The scourge of FTD that turned my family’s life inside out has vanished, leaving a vacuum in its wake. I realize now that I had become co-dependent. I had defined myself as a devoted husband and caregiver and yet those roles died along with Liz, leaving me to define myself anew.
I’ve been cleaning out my wife’s things, filing for her Social Security “death benefit,” straightening out the errors Social Security made on her disability income, wading through bills and trying to keep my family intact as we struggle to redefine our roles without the connective tissue Liz had provided.
A Wife’s Unending Care
And yet Liz is continuing to take care of us. Because she insisted on having life insurance, I suddenly have enough money to pay off my daughter’s college loans. I have enough to buy some things I’ve wanted for years: camera equipment to replace the gear that was stolen from my apartment in 1989, perhaps a flat-screen TV to replace the tube version that I bought in 1990 shortly before Liz and I married. I’ve been to two martial arts “camps.” And I’m taking the kids to Yellowstone for a week.

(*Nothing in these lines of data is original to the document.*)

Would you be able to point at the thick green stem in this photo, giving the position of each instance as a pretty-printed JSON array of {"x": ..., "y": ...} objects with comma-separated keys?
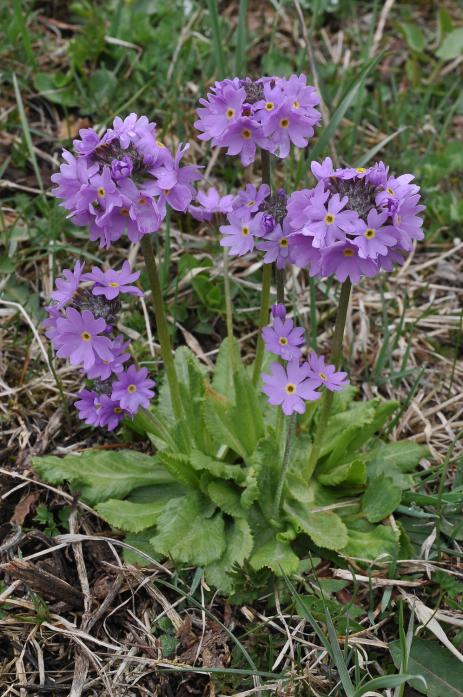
[
  {"x": 266, "y": 283},
  {"x": 291, "y": 421},
  {"x": 327, "y": 399},
  {"x": 161, "y": 324}
]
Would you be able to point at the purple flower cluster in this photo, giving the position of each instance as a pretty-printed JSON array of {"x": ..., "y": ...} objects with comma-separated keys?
[
  {"x": 270, "y": 113},
  {"x": 291, "y": 386},
  {"x": 122, "y": 181},
  {"x": 81, "y": 326},
  {"x": 354, "y": 222}
]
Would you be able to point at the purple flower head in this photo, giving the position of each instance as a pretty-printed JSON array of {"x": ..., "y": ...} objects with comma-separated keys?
[
  {"x": 110, "y": 283},
  {"x": 211, "y": 202},
  {"x": 79, "y": 338},
  {"x": 283, "y": 339},
  {"x": 326, "y": 374},
  {"x": 102, "y": 370},
  {"x": 89, "y": 407},
  {"x": 239, "y": 235},
  {"x": 289, "y": 387},
  {"x": 67, "y": 285},
  {"x": 250, "y": 198},
  {"x": 279, "y": 310},
  {"x": 132, "y": 389},
  {"x": 111, "y": 412}
]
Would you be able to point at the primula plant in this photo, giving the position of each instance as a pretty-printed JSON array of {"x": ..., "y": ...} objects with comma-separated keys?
[{"x": 255, "y": 465}]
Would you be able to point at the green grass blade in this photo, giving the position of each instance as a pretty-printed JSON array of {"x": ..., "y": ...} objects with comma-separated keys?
[
  {"x": 217, "y": 37},
  {"x": 240, "y": 57},
  {"x": 347, "y": 100},
  {"x": 27, "y": 133}
]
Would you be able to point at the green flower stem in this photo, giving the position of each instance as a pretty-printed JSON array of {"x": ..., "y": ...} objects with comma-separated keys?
[
  {"x": 291, "y": 428},
  {"x": 327, "y": 399},
  {"x": 266, "y": 283},
  {"x": 161, "y": 324}
]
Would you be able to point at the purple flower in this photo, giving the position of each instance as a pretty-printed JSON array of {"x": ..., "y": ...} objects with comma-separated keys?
[
  {"x": 283, "y": 338},
  {"x": 239, "y": 234},
  {"x": 111, "y": 412},
  {"x": 373, "y": 238},
  {"x": 78, "y": 338},
  {"x": 250, "y": 198},
  {"x": 326, "y": 374},
  {"x": 342, "y": 260},
  {"x": 67, "y": 285},
  {"x": 110, "y": 283},
  {"x": 132, "y": 389},
  {"x": 276, "y": 245},
  {"x": 89, "y": 407},
  {"x": 289, "y": 386},
  {"x": 211, "y": 202},
  {"x": 102, "y": 370}
]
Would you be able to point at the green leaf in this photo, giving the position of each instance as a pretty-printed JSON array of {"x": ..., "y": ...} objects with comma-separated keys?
[
  {"x": 200, "y": 461},
  {"x": 226, "y": 497},
  {"x": 413, "y": 36},
  {"x": 353, "y": 472},
  {"x": 442, "y": 671},
  {"x": 347, "y": 100},
  {"x": 324, "y": 527},
  {"x": 452, "y": 45},
  {"x": 187, "y": 535},
  {"x": 239, "y": 544},
  {"x": 367, "y": 541},
  {"x": 101, "y": 475},
  {"x": 277, "y": 556},
  {"x": 380, "y": 499},
  {"x": 180, "y": 468},
  {"x": 130, "y": 516}
]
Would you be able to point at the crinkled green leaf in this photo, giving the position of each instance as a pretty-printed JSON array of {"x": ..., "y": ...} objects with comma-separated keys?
[
  {"x": 239, "y": 544},
  {"x": 130, "y": 516},
  {"x": 380, "y": 499},
  {"x": 324, "y": 527},
  {"x": 442, "y": 671},
  {"x": 350, "y": 473},
  {"x": 226, "y": 497},
  {"x": 180, "y": 468},
  {"x": 277, "y": 556},
  {"x": 185, "y": 534},
  {"x": 367, "y": 541},
  {"x": 217, "y": 468},
  {"x": 100, "y": 475}
]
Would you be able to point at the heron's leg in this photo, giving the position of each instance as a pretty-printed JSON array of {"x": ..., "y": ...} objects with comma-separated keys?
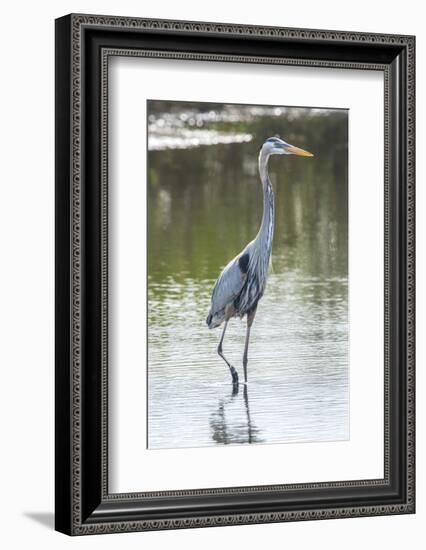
[
  {"x": 250, "y": 319},
  {"x": 234, "y": 373}
]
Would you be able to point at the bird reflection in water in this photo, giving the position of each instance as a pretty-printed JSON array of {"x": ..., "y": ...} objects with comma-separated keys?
[{"x": 232, "y": 422}]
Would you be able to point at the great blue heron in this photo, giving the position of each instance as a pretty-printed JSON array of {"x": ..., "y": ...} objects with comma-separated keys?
[{"x": 242, "y": 282}]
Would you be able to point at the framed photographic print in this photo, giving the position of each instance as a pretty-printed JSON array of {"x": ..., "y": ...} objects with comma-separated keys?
[{"x": 234, "y": 274}]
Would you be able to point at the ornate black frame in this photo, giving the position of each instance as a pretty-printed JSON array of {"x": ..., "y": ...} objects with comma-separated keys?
[{"x": 83, "y": 46}]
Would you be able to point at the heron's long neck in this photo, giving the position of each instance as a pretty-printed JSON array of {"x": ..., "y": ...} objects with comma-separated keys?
[{"x": 266, "y": 231}]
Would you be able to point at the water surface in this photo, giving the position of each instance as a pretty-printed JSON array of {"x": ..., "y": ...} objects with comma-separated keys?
[{"x": 204, "y": 206}]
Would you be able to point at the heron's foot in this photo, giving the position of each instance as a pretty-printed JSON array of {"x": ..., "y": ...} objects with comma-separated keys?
[{"x": 234, "y": 375}]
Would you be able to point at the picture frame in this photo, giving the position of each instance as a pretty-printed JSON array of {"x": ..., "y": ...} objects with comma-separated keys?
[{"x": 84, "y": 45}]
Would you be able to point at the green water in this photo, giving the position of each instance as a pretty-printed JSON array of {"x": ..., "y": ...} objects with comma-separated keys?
[{"x": 204, "y": 206}]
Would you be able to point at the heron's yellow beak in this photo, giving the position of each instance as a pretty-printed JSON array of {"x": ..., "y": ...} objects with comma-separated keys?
[{"x": 299, "y": 152}]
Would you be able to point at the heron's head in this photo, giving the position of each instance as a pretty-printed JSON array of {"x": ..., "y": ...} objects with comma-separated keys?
[{"x": 277, "y": 146}]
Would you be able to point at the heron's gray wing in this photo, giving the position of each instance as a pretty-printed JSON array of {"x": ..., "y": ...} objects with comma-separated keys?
[{"x": 229, "y": 285}]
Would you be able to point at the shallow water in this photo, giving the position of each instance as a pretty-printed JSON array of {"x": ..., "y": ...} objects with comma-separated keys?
[{"x": 204, "y": 205}]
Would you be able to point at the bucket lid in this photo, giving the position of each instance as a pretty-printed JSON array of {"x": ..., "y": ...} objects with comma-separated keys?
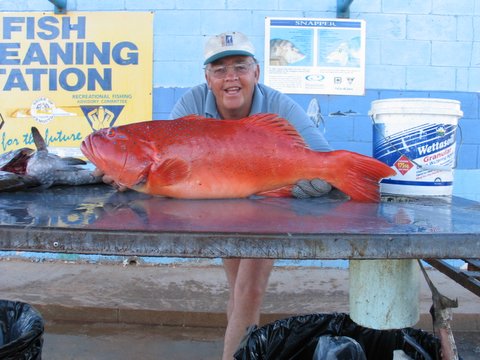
[{"x": 416, "y": 106}]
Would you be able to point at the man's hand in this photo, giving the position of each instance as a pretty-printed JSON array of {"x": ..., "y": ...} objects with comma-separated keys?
[
  {"x": 108, "y": 180},
  {"x": 306, "y": 189}
]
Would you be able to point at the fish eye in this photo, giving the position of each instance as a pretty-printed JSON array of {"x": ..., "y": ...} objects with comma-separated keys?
[{"x": 111, "y": 132}]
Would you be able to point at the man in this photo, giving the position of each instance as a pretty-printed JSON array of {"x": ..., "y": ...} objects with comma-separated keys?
[{"x": 232, "y": 92}]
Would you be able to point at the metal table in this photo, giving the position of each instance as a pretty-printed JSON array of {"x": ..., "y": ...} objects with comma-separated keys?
[{"x": 95, "y": 219}]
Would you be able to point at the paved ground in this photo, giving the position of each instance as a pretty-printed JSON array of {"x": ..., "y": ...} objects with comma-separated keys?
[{"x": 110, "y": 311}]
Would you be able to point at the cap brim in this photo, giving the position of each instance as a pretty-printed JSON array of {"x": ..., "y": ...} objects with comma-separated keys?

I’ve donated to a handful of charities that supported my wife and others like her. I’m replacing a window, getting the floors refinished, fixing the plumbing and making other home repairs that we’ve neglected for years. When that’s done, I’ll invest the rest.
I know that Liz would have wanted the money to ease our suffering and help pave the way for our children, to whom she was so dedicated. Yet, each expenditure comes tinged with guilt.
A couple of people have told me that they’ve been waiting for the commotion to settle down before checking in with me and the kids. They know that’s when the pain will deepen, that our loss will be felt as summer fades and we head off to the Minnesota State Fair for the first time without Liz.
It won’t be long before winter tramples her grave, concealing a connection that helps keep her alive in my memory. What will my answer be then, when people ask how I’m doing? Will the grief fall with the snow?